The following is from the History of Economics website at the New
School: http://cepa.newschool.edu/het/
"The shy, Italian-born Sraffa was brought by John Maynard Keynes to
Cambridge in the 1920s. A close friend of the Italian revolutionary
Antonio Gramsci, Sraffa has been sometimes considered a "closet Marxian" -
and, apparently, he would sometimes be quite explicit about his loyalties
- although the 1920s England was not exactly welcoming to Marxian radicals.
Sraffa quickly became a fixture in the Cambridge world. He was part of the
legendary "cafeteria group" with Frank Ramsey and Ludwig Wittgenstein
which explored the 1921 probability treatise of J.M. Keynes. Sraffa ganged
up with Keynes to bury Friedrich Hayek in the business cycle debates.
Nonetheless, Sraffa's shyness in front of his students made lecturing a
hellish experience. Ever resourceful, Keynes arranged for Sraffa to be
appointed as a librarian of King's College and, to keep him busy, got the
Royal Society to hand over the task of editing a new collected edition of
David Ricardo 's works over to him. Sraffa's painstaking and meticulous
collecting and editing of Ricardo's works, begun in 1931, turned out to be
a 20-year-task! Although already in the printers in 1943, the
edition was delayed after the last-minute discovery of a trunk full of
Ricardo's papers in Ireland. Publication finally began (after Maurice
Dobb got on board as assistant) in 1953. It was a formidable edition. As
George Stigler was to put it later in his review, "Ricardo was a fortunate
man.. And now, 130 years after his death, he is as fortunate as ever : he
has been befriended by Sraffa." (Stigler, 1953). Sraffa's introduction to
the works was perhaps one of the most remarkable interpretations of the
tenets of Classical and Neoclassical theory in the history of economic
thought.
The outgrowth of these efforts was one of the longest-gestating works in
economic theory. Begun in the 1920s, Sraffa's Production of Commodities
by Means of Commodities, a terse, hundred-page text which finally emerged
in 1960. This book solved and restated Ricardo's theory [i.e. the labor
theory of value] for the moderns - inspiring the "Classical Revival"

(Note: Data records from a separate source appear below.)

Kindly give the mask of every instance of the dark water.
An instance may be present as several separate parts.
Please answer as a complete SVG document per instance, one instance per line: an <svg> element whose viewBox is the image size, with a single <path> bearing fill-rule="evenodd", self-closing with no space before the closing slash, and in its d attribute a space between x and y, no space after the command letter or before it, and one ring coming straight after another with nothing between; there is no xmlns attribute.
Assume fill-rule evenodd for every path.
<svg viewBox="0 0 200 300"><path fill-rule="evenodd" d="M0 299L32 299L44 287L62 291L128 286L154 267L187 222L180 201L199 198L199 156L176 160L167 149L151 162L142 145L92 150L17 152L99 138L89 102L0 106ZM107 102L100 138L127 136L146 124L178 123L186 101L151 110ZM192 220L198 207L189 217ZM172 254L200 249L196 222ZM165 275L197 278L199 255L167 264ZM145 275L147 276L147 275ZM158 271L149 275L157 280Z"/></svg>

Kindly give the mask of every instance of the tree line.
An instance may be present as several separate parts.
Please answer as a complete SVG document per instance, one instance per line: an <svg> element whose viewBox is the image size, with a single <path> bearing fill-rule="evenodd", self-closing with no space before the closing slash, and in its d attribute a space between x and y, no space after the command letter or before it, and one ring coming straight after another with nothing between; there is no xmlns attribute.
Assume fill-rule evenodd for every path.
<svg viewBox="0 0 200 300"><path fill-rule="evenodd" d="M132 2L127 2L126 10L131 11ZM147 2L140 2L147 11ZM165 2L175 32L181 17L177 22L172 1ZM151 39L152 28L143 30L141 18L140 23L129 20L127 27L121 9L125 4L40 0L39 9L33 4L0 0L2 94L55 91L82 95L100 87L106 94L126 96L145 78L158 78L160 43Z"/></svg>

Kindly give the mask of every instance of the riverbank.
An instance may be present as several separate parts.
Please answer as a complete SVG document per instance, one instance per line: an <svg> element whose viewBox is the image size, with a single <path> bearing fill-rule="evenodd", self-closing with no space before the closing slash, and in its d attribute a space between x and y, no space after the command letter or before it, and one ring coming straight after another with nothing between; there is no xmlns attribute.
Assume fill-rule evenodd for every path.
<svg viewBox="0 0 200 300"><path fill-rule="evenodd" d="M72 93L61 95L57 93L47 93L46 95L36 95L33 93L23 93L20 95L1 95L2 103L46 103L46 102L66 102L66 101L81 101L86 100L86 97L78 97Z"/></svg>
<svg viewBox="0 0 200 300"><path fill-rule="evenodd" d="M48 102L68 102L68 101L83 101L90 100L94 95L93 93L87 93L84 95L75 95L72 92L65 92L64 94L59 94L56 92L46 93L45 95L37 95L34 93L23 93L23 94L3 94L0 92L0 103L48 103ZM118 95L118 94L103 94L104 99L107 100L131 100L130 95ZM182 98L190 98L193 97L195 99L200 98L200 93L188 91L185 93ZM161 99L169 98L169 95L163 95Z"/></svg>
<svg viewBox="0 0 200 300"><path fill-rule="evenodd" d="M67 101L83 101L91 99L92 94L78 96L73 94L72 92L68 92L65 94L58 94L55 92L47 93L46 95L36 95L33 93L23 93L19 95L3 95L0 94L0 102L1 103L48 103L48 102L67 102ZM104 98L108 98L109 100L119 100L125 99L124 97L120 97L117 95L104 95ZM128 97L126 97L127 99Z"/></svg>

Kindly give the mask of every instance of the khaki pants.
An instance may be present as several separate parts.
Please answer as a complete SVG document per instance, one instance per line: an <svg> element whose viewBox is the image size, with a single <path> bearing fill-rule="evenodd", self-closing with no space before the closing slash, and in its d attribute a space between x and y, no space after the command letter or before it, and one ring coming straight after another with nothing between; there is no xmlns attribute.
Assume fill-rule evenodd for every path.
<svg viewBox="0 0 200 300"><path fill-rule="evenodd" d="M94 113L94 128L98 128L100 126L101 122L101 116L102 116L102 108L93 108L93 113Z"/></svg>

spearheaded by the Neo-Ricardians at Cambridge and elsewhere in the 1960s
and 1970s."
[Anthropologist Joe's] notion of labor constructing "values in and of the
biophysical word" is of a different epistemological status than the
economic labor theory of value as conceived by Ricardo through Sraffa and
on to today. However, that is another discussion. I've always believed
that labor + energy/materials account for value - surplus or otherwise -
with technology placed within labor. Some within Ecological Economics have
worked on an energy theory of value - Bob Costanza comes to mind.
On a related note, I believe Jamie Galbraith at the U. of Texas and an
advisor to the Obama campaign is someone who incorporates the Sraffra
influenced labor theory of value into his economics.